Third Year at Malory Towers cover

Third Year at Malory Towers

Two people on the Authonomy site (about which there will probably be another post in due course) have mentioned that The Roman and the Runaway reminds them of Enid Blyton’s Malory Towers books. Although both of them spelt it Mallory Towers. I think I should find this slightly offensive, except that I did love the Malory Towers books myself when I was a child and still have a soft spot in my heart for them. I used to save up my pocket money (a whole 10p a week) until I had enough to buy the next book. A children’s paperback was 35 pence in those days, so I had to rely on the school and public library systems to supply the bulk of my reading.

I hope that The Roman and the Runaway is a more complex read than the Malory Towers series, but there’s no denying that those books did have a big influence on me when I was young. I went through a Jennings phase, too, I recall.

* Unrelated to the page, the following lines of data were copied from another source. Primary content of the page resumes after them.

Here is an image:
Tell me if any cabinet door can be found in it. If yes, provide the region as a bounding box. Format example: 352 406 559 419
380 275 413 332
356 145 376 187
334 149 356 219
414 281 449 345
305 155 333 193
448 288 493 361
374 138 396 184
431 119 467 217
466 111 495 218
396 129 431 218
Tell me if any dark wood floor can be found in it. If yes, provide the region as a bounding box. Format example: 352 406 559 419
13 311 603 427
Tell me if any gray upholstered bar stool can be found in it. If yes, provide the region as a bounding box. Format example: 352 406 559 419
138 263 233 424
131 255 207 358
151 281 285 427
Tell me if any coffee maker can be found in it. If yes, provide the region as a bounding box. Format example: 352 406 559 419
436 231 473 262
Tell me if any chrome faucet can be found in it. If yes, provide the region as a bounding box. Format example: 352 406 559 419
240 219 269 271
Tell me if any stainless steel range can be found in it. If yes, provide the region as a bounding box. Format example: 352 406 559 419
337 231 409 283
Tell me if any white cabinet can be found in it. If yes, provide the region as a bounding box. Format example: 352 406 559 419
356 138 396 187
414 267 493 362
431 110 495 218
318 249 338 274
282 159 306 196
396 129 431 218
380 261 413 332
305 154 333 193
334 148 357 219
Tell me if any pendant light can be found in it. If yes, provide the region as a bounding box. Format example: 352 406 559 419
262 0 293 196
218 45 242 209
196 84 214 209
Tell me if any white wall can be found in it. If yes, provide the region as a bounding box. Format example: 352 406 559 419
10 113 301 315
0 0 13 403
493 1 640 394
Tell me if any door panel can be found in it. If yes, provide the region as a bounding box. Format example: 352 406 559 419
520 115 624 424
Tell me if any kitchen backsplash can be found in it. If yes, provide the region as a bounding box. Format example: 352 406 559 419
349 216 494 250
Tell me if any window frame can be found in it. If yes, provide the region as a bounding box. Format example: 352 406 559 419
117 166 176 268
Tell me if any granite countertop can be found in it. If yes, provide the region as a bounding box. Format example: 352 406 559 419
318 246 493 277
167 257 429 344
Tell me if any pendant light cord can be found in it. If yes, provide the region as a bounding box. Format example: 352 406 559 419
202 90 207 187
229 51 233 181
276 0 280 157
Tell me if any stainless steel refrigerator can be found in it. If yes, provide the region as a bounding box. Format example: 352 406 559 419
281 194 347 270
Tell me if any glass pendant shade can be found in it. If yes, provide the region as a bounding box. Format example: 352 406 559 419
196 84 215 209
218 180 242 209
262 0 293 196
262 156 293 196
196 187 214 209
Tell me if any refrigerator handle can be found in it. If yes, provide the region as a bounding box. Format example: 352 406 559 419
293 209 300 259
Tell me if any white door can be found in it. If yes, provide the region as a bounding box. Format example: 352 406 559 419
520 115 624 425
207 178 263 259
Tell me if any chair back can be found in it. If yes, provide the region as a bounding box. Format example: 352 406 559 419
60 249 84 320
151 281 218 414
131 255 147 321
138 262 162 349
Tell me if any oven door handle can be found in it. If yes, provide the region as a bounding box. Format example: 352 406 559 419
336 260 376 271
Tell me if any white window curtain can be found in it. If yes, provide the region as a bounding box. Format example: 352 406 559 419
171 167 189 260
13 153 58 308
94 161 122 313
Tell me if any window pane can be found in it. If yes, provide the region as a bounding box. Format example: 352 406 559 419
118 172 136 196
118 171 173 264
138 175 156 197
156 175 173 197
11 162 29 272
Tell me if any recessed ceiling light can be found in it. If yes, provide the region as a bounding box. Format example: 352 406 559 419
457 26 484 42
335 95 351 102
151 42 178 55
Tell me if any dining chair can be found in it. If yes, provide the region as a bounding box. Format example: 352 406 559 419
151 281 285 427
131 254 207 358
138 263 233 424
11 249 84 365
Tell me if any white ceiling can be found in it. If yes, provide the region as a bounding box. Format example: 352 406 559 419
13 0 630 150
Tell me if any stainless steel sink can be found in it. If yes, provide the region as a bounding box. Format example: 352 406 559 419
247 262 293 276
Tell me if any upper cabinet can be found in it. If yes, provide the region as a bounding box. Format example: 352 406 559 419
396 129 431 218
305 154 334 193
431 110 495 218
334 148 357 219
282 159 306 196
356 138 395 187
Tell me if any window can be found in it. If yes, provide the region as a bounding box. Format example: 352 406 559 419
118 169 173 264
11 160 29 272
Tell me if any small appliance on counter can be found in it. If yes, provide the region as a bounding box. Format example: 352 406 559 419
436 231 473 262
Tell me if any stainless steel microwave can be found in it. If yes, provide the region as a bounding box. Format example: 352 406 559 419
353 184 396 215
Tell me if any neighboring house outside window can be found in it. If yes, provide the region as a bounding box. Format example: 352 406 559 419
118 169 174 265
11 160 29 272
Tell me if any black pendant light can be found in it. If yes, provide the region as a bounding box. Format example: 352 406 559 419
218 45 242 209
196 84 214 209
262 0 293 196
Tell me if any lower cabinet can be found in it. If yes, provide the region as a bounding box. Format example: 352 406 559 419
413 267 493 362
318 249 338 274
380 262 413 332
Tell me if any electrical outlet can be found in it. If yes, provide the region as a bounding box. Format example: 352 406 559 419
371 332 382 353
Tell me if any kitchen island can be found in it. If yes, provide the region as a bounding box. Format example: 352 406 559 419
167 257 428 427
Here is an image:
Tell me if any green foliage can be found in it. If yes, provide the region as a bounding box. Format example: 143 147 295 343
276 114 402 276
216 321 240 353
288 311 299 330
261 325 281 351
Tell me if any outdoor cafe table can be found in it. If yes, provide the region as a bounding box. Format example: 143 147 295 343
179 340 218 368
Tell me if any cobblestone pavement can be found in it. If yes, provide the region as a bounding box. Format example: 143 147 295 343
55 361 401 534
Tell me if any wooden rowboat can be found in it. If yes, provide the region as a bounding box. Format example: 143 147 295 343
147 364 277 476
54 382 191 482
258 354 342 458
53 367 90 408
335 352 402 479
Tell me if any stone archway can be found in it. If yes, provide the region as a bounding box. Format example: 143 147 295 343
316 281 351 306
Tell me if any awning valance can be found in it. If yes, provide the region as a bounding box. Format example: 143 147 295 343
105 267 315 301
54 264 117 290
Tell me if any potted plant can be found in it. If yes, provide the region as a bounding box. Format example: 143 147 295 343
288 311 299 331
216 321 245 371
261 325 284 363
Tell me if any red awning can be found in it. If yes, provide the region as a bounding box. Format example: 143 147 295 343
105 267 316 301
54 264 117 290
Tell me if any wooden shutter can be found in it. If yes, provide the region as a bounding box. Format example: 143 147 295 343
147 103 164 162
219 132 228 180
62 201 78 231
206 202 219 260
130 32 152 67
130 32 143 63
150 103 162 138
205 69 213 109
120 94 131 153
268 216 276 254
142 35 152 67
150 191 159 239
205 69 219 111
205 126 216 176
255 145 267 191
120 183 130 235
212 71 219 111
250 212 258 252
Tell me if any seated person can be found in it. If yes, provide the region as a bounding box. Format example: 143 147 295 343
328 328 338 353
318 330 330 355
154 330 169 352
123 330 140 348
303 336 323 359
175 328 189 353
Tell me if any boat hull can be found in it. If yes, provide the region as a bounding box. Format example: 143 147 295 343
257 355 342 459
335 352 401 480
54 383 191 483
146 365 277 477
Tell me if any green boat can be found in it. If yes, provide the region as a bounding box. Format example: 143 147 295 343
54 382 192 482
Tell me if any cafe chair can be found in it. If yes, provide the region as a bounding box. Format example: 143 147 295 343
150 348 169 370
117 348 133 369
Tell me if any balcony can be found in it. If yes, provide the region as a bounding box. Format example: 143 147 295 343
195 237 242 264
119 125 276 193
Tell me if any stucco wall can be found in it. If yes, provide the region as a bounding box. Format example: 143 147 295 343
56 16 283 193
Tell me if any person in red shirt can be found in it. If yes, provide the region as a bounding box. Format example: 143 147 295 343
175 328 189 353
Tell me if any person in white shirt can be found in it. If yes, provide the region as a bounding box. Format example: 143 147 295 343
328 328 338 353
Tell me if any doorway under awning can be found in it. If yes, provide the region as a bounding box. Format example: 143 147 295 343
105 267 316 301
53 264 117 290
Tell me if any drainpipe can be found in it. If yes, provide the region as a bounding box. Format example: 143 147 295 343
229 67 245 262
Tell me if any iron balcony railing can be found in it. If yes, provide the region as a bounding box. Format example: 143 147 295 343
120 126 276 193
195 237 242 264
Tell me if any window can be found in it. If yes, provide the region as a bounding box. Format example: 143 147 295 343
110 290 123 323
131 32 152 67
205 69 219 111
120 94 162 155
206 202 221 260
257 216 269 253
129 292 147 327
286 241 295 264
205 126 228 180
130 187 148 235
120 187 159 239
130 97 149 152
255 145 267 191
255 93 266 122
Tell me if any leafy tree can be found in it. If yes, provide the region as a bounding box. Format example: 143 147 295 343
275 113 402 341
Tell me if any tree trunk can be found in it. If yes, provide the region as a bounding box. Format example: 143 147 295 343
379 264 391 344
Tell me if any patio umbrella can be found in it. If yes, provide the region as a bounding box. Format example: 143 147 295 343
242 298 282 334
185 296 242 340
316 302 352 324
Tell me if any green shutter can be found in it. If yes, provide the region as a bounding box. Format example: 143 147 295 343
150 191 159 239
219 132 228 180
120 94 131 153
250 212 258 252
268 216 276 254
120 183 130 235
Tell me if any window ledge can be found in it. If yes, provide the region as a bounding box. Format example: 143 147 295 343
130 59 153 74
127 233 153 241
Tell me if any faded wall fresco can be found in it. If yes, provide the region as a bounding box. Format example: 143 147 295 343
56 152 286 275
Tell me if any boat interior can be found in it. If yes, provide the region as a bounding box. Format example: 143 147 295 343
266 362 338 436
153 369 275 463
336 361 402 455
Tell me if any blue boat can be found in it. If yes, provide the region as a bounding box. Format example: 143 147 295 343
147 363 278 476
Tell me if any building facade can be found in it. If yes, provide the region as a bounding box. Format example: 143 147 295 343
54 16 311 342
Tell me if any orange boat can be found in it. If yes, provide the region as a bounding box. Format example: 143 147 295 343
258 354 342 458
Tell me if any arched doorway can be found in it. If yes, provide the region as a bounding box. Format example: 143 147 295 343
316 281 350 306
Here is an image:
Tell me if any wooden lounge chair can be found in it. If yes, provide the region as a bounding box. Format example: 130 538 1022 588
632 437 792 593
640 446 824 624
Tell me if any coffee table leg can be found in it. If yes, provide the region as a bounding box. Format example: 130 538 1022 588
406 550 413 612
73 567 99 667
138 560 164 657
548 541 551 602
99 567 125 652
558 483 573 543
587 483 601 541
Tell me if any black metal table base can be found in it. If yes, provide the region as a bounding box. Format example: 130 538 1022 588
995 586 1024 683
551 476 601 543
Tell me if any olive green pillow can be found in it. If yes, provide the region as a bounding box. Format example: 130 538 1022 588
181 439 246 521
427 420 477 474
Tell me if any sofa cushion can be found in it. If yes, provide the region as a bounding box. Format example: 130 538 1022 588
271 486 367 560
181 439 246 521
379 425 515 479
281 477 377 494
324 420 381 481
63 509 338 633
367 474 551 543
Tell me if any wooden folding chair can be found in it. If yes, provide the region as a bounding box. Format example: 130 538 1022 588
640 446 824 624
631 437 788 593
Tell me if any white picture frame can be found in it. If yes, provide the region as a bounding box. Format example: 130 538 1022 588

Perhaps those early memories have stayed with me.

As far as other influences go, I would have to single out Diana Wynne Jones as the one author whose children’s books have been a constant presence on my bookshelf and in my hands ever since I first read Charmed Life in the late 1970s. Indeed, it is thanks to Diana Wynne Jones that I ever read anything apart from Enid Blyton (my poor mother was starting to despair!).

My tastes have got slightly more eclectic since then. I’ve been trying to keep a log of my reading on the LibraryThing website. This holds details and reviews of all the books I’ve read since emigrating to Canada in June 2007. I’ve got 87 books on there at the moment. Which works out at around 2.5 books a month. I still get most of my books from public libraries but I suspect my reading rate was much higher when I was a child, even though these days I could probably afford to buy more than one book a month!